Submitting to Kaggle
This tutorial shows how to create predictions for test set images using the fastai library and how to submit these predictions to Kaggle using the Kaggle API.
In my last blog post I showed how to train a CNN based model for classifying images of distracted drivers using the fastai library. The images came from the training set of the State Farm Distracted Driver Detection competition on Kaggle. In this blog post I want to show how to create predictions for the images of the competition's test set using the trained model and how to submit these predictions to Kaggle.

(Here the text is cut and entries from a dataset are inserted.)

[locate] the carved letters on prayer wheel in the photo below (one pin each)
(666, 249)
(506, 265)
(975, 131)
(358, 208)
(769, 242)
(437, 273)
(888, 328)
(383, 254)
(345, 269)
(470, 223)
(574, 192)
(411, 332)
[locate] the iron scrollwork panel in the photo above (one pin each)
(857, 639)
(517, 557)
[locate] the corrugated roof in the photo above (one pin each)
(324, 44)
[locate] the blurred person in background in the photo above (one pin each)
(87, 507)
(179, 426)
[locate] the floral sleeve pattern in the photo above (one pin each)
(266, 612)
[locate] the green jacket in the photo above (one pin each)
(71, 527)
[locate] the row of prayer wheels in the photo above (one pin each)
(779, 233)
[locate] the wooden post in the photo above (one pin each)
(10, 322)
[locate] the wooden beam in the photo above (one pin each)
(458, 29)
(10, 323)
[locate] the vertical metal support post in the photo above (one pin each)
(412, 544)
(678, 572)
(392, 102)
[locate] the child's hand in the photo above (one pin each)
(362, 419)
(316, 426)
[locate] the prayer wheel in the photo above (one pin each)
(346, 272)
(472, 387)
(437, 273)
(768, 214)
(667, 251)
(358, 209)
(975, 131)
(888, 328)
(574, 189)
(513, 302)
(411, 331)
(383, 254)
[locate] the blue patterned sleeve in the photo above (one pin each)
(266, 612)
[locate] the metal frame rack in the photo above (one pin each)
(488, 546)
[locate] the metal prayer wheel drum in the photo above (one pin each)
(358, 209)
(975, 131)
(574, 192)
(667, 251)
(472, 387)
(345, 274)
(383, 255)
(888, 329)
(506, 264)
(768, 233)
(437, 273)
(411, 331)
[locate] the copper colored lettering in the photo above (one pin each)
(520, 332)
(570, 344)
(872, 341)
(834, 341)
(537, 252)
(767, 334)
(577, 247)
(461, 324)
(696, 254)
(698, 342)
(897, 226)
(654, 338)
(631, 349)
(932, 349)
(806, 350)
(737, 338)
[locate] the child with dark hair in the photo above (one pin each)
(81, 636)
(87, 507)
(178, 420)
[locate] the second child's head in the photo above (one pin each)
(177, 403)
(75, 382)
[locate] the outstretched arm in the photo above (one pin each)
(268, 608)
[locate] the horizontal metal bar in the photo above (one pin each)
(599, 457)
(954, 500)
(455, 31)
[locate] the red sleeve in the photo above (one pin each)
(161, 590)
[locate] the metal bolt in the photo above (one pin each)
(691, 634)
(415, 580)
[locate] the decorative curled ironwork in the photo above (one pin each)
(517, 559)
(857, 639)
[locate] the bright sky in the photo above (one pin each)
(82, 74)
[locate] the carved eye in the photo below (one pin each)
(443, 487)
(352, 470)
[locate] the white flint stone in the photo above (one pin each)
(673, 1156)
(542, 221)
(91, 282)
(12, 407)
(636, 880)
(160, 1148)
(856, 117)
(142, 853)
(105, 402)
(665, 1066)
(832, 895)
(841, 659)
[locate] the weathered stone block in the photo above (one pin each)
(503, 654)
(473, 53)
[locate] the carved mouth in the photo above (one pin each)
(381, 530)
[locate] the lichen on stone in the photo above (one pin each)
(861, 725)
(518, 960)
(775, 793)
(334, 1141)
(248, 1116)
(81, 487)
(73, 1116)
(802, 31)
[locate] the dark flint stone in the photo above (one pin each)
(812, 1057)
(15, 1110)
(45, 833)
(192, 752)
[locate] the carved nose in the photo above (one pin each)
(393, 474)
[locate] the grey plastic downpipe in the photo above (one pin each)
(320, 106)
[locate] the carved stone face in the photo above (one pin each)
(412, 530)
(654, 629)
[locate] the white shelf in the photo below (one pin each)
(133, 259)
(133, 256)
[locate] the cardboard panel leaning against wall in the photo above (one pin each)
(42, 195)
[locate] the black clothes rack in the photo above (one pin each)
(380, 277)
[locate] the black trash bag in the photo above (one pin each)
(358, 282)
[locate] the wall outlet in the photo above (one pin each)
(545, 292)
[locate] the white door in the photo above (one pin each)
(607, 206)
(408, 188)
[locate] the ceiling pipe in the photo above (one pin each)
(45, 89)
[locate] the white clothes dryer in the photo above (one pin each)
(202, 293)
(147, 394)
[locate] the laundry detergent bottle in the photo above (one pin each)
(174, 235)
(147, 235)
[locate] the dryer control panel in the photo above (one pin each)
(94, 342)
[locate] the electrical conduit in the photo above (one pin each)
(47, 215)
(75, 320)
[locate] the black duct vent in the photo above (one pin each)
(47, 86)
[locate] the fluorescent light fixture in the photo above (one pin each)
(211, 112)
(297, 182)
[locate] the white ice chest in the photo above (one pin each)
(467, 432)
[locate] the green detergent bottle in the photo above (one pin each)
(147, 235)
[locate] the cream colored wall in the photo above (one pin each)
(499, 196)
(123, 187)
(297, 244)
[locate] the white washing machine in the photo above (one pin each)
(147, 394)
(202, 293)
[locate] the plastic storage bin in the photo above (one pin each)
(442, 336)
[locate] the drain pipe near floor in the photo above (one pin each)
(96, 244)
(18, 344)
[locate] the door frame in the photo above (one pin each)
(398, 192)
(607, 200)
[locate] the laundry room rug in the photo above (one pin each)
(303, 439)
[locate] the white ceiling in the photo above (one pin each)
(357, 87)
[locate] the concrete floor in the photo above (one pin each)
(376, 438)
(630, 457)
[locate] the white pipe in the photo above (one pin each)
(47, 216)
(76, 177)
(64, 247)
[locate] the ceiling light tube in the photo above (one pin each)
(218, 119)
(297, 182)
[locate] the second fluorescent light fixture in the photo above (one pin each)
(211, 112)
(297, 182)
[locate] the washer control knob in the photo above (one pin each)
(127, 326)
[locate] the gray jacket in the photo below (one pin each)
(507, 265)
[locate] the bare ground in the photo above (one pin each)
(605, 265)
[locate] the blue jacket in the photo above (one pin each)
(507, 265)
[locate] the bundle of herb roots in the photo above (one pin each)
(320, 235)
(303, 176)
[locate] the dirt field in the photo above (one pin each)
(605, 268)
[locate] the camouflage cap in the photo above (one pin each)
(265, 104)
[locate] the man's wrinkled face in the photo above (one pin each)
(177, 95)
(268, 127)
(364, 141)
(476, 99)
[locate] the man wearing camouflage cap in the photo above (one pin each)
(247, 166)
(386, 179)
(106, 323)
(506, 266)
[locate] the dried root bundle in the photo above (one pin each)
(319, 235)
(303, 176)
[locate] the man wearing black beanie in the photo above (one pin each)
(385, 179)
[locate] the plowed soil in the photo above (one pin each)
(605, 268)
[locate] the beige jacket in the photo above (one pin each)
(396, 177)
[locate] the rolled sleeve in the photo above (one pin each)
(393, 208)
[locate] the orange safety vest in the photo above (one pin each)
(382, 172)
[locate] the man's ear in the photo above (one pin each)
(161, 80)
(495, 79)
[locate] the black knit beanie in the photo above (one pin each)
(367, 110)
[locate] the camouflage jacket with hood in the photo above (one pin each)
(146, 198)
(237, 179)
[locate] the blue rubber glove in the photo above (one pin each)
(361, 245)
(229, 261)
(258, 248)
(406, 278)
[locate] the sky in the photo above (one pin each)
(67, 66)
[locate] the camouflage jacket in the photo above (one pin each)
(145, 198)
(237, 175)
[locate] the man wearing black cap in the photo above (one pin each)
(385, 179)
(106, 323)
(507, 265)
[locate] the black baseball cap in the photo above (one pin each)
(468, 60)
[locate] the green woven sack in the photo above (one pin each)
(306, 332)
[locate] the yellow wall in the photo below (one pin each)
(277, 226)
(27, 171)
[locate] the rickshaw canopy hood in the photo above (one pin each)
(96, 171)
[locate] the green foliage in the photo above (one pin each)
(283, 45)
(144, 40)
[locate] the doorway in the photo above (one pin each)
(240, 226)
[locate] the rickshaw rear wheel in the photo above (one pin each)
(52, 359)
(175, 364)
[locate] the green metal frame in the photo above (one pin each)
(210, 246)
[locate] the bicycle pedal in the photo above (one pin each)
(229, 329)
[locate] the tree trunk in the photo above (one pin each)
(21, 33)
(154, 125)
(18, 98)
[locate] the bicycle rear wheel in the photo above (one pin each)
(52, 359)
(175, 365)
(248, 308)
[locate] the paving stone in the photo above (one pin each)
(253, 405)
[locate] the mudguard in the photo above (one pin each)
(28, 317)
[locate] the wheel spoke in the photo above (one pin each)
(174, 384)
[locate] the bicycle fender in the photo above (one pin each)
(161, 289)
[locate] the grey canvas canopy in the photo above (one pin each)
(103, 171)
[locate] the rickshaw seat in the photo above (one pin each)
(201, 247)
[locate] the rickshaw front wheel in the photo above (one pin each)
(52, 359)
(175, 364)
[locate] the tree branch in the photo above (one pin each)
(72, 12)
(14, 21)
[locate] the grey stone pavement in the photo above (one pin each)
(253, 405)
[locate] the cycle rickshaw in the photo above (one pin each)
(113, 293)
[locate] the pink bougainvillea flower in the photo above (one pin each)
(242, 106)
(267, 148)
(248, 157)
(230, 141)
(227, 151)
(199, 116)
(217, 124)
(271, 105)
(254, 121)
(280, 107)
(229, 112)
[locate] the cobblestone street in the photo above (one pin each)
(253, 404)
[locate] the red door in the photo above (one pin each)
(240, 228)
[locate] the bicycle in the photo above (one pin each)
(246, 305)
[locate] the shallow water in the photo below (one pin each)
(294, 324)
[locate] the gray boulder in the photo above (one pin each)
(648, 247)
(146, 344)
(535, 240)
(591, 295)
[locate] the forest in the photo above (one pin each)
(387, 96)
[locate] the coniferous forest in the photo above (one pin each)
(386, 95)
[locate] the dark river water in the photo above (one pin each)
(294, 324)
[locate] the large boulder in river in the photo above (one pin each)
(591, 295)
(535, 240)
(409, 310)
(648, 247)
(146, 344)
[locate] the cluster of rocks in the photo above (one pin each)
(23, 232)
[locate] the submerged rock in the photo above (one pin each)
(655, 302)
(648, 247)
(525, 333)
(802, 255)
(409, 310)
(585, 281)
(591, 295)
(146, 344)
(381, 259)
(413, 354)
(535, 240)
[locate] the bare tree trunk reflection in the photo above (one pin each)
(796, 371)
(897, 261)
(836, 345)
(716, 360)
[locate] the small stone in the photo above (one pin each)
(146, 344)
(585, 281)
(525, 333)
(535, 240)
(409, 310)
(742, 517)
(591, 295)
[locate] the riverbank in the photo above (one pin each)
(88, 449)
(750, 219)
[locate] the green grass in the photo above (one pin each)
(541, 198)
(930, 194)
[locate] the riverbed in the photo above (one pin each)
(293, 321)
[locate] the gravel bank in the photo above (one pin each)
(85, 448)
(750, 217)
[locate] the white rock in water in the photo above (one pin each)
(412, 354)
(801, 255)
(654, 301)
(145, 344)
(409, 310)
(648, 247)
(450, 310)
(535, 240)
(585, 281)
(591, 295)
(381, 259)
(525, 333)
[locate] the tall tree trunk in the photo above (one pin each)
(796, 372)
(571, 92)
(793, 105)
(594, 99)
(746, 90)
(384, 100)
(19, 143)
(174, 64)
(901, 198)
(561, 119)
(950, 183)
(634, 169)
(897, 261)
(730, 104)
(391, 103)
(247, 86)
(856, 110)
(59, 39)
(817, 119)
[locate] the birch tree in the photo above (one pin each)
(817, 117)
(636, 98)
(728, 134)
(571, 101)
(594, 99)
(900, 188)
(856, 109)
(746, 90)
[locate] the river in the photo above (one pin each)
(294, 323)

Neural network based models usually need to be trained on a CUDA suitable GPU. Unfortunately, my local machine doesn't contain such a GPU. However, there are cloud providers that offer machines with such GPUs. Google Colab is one of these providers that even offers an option for free GPU access. As a result, I used Google Colab to train my model. You can read in my last blog post how I did this.
Now, I need to use my trained model to make predictions for the images of the test set. Theoretically I could do this on Google Colab as well. However, in practice I encountered a problem. The test set of the State Farm Distracted Driver Detection competition contains a huge amount of images in the test set folder. This is problematic, because Google Colab seems to have problems accessing folders with many files. Unfortunately, I haven't found a good solution to this problem, yet. The only options that came to my mind were: 1) Splitting the test set into multiple groups and store each group in an own folder or 2) download my trained model from Google Colab to my local machine to create the predictions there. The first option has the disadvantage that I need to do the splitting on my local machine and upload each folder to Google Colab then, since I can't even access the test set folder on Google Colab for the splitting. This seems to be a lot of work and it could take a long time to upload the folders. The second option has the disadvantage that it will take a long time to create the predictions, because I only can use the CPU for this and not a GPU. To avoid time consuming experiments to find out how many files in a folder can be handled by Google Colab, I decided for the second option. It's also not a good option, but let's try it.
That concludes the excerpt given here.